Os índices futuros das bolsas de Nova York estão no campo negativo nesta manhã, assim como as principais bolsas europeias, que ainda tentam reagir ao índice de preços ao consumidor (CPI) na zona do euro no mês passado. O dado deveria consolidar de vez as apostas de mais estímulos monetários na região da moeda única, em meio aos riscos de deflação e da lentidão da atividade, mas o cenário passou a ficar mais incerto.

 

A percepção é de que não há dúvida de que os ataques em Paris irão contribuir para o nervosismo dos investidores no curto prazo. Tudo irá depender do impacto econômico das ações adotadas pelos lados envolvidos. Por ora, o que se vê é uma pequena onda vendedora de ativos mais arriscados, em resposta aos ataques de Paris.

 

Na Ásia, as ações de companhias aéreas caíram, diante das preocupações com os atentados terroristas, o que também tende a dissuadir os turistas de viajar - principalmente para a capital francesa, ponto turístico mais visitado do mundo.

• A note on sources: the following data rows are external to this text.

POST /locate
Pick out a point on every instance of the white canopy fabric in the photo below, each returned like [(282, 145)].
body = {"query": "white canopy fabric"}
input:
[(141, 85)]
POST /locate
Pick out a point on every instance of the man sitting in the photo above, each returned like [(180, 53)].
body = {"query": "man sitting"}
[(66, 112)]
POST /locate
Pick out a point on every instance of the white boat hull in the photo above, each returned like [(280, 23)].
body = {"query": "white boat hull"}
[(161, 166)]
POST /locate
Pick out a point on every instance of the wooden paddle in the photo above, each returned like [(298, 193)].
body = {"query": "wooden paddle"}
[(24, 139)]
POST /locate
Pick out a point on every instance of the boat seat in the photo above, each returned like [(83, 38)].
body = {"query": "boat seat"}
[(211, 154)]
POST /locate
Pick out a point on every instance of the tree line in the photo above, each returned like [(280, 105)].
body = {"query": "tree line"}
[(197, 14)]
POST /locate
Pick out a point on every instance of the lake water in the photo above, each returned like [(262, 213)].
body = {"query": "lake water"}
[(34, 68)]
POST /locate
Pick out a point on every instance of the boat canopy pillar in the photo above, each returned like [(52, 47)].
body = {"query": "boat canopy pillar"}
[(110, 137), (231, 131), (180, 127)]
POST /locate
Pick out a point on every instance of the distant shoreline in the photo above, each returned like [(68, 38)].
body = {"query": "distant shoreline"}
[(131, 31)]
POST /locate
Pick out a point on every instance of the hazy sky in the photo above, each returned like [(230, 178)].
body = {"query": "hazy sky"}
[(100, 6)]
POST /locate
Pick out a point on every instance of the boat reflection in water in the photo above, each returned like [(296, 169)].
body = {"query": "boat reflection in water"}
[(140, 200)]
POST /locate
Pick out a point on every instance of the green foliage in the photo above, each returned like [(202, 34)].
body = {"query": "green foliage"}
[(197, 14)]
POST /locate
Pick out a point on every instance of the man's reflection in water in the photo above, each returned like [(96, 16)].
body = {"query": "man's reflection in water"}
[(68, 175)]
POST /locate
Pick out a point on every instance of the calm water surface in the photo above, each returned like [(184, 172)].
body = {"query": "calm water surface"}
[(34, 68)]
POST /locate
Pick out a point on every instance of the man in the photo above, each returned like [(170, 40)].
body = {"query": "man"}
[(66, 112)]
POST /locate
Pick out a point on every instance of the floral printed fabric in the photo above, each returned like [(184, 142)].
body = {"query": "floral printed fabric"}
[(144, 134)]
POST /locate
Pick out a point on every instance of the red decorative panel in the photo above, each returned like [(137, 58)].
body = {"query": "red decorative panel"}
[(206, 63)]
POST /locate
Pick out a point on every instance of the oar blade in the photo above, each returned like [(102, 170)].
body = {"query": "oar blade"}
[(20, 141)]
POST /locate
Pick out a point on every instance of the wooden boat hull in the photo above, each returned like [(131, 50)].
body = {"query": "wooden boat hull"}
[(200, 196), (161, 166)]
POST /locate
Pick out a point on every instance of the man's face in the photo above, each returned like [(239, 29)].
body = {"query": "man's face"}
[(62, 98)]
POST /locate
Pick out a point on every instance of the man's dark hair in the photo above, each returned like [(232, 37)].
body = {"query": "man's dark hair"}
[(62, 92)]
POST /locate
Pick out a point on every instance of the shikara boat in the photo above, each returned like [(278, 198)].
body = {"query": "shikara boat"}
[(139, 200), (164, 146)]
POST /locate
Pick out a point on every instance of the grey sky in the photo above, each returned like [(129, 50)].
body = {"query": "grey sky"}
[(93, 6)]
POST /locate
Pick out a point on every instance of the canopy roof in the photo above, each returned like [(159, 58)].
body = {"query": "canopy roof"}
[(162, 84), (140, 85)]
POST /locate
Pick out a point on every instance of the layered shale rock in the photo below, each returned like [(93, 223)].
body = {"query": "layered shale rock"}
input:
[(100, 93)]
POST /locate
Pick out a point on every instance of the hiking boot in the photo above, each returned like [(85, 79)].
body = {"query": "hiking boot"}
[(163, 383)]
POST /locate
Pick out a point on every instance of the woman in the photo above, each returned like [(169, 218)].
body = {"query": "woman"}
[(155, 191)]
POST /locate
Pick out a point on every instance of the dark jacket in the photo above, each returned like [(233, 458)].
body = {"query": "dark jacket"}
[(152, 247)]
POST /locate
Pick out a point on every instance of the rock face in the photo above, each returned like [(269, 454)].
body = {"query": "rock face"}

A Bolsa de Tóquio caiu 1,04%, enquanto a de Xangai subiu 0,2%, mas Hong Kong recuou 1,48%. Os mercados chineses foram influenciados pela ação de Pequim em conter o aumento da alavancagem em ações.

 

Líderes das 20 maiores economias do mundo que formam o G-20 estão reunidos desde o fim de semana na Turquia, onde o violento atentado na capital francesa virou o principal tema do encontro. Hoje, será divulgada uma declaração separada sobre o terrorismo, que deve fixar prioridades de combate ao terror.

 

A presidente Dilma Rousseff, que está na cidade turca de Antália até hoje, devendo retornar a Brasília no fim do dia. Na agenda de indicadores econômicos hoje, no Brasil, sai mais uma prévia do IPC-S no mês (8h), além do Boletim Focus (8h30) e da balança comercial semanal (15h). Nos EUA, destaque para o índice Empire State de manufatura em novembro (11h30).

 

A semana é encurtada pelo feriado da Consciência Negra em algumas cidades brasileiras, incluindo São Paulo, o que manterá os mercados domésticos fechados na sexta-feira. Assim, a agenda de indicadores econômicos fica espremida, com grande parte das divulgações concentradas na quinta-feira Neste dia, o IBGE anuncia o IPCA-15 deste mês e a taxa de desemprego nas seis principais regiões metropolitanas do país em outubro.

 

Amanhã, é a vez da pesquisa mensal de serviços em setembro e também do IGP-10 de novembro. Na quarta-feira, deve ser divulgado o IBC-Br de setembro e no acumulado do terceiro trimestre. Dados da arrecadação federal e sobre o emprego formal também são esperados, mas sem data confirmada.

 

Já no exterior, as atenções se dividem entre o índice de preços ao consumidor (CPI) norte-americano em outubro, amanhã, e a ata da última reunião do Federal Reserve, que sai na quarta-feira. Também em destaque, os discursos de dirigentes do Fed ao longo da semana e os dados da produção industrial nos Estados Unidos no mês passado, nesta terça-feira. Na Europa e na China, o calendário está mais fraco.